Privacy-Preserving Multiparty Learning For Logistic Regression
This addresses privacy concerns for organizations or individuals sharing sensitive data in collaborative learning, though it is incremental as it applies existing differential privacy techniques to a multiparty logistic regression setting.
The paper tackles the problem of privacy leakage when multiple parties share data for collaborative machine learning, proposing a framework that enables accurate logistic regression training while guaranteeing ε-differential privacy, with experimental results showing high efficiency and accuracy on real datasets like Bank Marketing and Credit Card Default prediction.

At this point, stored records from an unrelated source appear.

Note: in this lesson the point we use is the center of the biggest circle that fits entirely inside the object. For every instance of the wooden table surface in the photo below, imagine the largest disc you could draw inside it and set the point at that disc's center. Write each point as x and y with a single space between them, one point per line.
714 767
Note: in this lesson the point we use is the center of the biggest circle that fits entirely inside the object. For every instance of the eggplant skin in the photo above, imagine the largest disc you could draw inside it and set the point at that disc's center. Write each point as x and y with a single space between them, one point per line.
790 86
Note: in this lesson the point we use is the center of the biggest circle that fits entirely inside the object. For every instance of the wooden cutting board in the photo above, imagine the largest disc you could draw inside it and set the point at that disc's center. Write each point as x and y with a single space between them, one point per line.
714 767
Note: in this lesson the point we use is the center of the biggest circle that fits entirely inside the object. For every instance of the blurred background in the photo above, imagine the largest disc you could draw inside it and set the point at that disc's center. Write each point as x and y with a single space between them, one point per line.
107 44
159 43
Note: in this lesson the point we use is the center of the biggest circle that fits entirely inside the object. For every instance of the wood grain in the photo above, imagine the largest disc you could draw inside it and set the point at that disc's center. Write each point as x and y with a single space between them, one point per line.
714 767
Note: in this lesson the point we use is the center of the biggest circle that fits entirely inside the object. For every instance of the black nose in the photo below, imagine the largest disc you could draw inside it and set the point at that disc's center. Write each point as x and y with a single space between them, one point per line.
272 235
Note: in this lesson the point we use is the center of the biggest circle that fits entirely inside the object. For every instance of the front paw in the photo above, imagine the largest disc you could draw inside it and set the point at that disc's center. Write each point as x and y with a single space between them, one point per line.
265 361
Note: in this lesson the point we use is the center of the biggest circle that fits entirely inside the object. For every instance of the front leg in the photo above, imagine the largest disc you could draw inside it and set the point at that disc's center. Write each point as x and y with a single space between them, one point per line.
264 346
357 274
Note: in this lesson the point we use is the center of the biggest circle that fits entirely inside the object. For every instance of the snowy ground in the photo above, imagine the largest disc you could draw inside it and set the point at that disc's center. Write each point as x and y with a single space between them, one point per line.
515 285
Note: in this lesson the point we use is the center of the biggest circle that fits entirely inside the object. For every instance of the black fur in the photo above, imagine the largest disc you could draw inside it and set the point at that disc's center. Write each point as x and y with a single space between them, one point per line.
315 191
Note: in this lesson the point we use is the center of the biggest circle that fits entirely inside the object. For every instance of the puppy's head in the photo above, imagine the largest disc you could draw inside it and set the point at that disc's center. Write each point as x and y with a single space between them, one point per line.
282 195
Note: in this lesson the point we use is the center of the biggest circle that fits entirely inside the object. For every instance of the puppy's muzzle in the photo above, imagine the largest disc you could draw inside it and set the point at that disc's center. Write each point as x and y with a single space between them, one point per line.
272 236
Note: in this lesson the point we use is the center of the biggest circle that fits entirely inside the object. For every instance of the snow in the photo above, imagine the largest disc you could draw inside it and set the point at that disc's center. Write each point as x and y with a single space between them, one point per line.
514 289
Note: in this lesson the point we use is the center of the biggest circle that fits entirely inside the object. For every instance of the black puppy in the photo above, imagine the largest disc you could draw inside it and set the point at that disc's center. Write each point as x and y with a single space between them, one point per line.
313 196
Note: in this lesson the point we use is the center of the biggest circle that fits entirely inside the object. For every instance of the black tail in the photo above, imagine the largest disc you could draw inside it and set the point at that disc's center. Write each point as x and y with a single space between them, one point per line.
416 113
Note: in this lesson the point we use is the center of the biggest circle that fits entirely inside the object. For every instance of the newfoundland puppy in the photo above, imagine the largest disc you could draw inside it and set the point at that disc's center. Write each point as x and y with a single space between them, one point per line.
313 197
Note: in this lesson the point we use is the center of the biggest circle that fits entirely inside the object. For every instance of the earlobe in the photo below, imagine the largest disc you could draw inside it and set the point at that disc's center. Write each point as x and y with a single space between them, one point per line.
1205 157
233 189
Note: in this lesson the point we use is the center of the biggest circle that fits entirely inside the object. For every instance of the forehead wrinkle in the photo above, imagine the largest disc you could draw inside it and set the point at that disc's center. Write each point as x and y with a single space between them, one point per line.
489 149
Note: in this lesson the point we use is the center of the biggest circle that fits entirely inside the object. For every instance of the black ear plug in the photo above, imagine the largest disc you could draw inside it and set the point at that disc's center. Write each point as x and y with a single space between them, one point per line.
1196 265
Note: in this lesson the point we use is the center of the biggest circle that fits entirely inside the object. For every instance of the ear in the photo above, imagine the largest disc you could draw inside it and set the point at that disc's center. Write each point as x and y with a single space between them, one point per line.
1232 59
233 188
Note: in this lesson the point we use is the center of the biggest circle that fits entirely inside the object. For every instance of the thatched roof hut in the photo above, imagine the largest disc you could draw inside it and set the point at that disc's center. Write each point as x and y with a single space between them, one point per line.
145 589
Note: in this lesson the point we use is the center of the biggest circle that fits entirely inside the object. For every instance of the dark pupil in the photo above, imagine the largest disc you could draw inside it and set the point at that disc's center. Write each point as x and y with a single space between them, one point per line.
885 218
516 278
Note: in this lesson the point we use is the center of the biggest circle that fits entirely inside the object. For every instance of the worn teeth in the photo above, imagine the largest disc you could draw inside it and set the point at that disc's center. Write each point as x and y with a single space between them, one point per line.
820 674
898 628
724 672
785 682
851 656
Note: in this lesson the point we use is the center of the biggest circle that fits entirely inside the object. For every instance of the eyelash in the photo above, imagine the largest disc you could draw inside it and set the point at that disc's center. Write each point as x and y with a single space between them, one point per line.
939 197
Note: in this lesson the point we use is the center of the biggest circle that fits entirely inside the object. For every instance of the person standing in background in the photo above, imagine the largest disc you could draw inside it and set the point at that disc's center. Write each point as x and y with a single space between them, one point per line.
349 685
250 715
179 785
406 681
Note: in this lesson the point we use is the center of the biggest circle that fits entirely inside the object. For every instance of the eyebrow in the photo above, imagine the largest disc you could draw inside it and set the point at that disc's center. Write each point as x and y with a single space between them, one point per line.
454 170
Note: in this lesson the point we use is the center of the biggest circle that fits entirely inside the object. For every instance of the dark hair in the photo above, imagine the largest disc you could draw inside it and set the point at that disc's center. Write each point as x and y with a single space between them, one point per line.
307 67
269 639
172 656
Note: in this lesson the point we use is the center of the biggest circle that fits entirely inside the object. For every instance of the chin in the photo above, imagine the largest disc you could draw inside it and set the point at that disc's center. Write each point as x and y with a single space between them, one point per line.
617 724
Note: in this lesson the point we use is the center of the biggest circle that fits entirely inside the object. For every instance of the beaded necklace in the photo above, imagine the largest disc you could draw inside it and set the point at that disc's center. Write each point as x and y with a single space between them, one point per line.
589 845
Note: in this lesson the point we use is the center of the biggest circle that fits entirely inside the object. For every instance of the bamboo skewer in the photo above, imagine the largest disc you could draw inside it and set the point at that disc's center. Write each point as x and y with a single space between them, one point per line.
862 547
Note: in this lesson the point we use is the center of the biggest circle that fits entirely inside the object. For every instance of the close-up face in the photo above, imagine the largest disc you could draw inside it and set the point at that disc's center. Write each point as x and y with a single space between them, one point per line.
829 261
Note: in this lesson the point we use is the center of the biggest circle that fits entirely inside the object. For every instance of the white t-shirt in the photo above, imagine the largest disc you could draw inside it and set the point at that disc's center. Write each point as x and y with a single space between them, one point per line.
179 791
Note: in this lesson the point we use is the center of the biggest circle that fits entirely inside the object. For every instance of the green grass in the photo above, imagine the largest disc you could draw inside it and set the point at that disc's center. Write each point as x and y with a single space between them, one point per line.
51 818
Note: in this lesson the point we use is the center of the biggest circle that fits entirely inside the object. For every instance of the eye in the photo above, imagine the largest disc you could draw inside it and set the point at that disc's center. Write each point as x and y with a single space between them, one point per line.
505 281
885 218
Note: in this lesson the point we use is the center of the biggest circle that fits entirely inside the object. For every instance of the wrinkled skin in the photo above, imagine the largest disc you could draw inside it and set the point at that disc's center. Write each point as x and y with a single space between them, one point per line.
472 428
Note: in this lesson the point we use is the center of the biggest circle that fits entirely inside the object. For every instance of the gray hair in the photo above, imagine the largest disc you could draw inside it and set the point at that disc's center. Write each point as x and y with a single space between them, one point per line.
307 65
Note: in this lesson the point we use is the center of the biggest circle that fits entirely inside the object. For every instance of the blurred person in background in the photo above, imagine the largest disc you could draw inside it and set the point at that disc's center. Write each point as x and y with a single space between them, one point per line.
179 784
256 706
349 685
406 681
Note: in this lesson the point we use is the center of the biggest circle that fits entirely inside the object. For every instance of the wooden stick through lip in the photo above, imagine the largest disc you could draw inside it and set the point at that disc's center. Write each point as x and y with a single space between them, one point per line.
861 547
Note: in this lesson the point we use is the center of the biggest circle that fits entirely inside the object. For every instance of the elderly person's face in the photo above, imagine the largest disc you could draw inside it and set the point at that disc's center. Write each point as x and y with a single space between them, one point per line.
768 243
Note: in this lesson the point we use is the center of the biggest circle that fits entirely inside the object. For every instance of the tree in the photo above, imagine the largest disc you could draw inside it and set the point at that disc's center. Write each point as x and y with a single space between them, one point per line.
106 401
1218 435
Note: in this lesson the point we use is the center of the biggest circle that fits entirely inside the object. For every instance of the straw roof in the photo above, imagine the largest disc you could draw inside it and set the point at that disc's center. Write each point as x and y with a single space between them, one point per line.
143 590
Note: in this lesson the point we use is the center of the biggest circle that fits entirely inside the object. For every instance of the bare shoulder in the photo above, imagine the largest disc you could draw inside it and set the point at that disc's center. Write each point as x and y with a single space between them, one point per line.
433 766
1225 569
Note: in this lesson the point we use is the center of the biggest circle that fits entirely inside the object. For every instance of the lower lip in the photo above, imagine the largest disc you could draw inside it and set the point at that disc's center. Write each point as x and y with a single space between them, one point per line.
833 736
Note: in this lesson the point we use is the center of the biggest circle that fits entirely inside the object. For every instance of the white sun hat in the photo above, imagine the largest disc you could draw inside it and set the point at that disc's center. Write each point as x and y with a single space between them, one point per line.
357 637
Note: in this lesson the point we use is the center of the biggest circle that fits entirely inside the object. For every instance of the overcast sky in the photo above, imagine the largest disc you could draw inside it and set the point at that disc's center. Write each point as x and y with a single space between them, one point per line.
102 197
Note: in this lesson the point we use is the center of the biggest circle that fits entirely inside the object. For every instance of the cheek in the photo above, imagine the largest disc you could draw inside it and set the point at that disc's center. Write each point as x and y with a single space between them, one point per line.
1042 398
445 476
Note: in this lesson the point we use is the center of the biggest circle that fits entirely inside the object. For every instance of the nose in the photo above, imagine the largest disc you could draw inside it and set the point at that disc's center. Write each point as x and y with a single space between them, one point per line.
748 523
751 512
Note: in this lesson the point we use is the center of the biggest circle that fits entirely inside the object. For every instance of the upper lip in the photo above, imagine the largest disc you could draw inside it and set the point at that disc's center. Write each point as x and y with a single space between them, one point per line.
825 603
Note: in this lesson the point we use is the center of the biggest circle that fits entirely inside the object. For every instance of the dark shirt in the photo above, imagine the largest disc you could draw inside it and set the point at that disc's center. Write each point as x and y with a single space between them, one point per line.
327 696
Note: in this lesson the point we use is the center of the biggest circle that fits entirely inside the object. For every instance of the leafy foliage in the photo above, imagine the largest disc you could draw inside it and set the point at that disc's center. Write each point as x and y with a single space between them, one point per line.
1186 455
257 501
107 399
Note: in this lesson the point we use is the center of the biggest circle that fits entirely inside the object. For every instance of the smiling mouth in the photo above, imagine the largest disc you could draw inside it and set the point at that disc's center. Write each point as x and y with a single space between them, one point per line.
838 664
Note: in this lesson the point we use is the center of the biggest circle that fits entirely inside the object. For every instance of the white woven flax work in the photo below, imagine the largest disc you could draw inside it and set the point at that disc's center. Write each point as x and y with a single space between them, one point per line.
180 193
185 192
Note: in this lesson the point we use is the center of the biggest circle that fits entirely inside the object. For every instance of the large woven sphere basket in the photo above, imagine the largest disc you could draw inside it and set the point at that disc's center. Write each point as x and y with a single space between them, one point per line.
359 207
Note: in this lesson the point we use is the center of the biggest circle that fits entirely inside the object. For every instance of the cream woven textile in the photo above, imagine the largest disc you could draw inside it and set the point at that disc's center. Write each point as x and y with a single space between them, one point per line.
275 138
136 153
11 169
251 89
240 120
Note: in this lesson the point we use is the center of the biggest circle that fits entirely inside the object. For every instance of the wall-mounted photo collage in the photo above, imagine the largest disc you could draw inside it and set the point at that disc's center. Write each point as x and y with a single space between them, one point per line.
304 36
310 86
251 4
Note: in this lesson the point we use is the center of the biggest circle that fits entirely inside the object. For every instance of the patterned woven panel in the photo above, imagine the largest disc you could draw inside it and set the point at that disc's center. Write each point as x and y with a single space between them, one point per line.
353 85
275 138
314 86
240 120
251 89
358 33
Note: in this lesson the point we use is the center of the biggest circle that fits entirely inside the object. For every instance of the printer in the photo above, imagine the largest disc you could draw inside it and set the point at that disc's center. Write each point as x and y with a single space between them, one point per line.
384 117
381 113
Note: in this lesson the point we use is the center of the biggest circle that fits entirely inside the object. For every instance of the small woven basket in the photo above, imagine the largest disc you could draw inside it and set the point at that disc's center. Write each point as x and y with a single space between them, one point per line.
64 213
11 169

In recent years, machine learning techniques are widely used in numerous applications, such as weather forecast, financial data analysis, spam filtering, and medical prediction. In the meantime, massive data generated from multiple sources further improve the performance of machine learning tools. However, data sharing from multiple sources brings privacy issues for those sources since sensitive information may be leaked in this process. In this paper, we propose a framework enabling multiple parties to collaboratively and accurately train a learning model over distributed datasets while guaranteeing the privacy of data sources. Specifically, we consider logistic regression model for data training and propose two approaches for perturbing the objective function to preserve ε-differential privacy. The proposed solutions are tested on real datasets, including Bank Marketing and Credit Card Default prediction. Experimental results demonstrate that the proposed multiparty learning framework is highly efficient and accurate.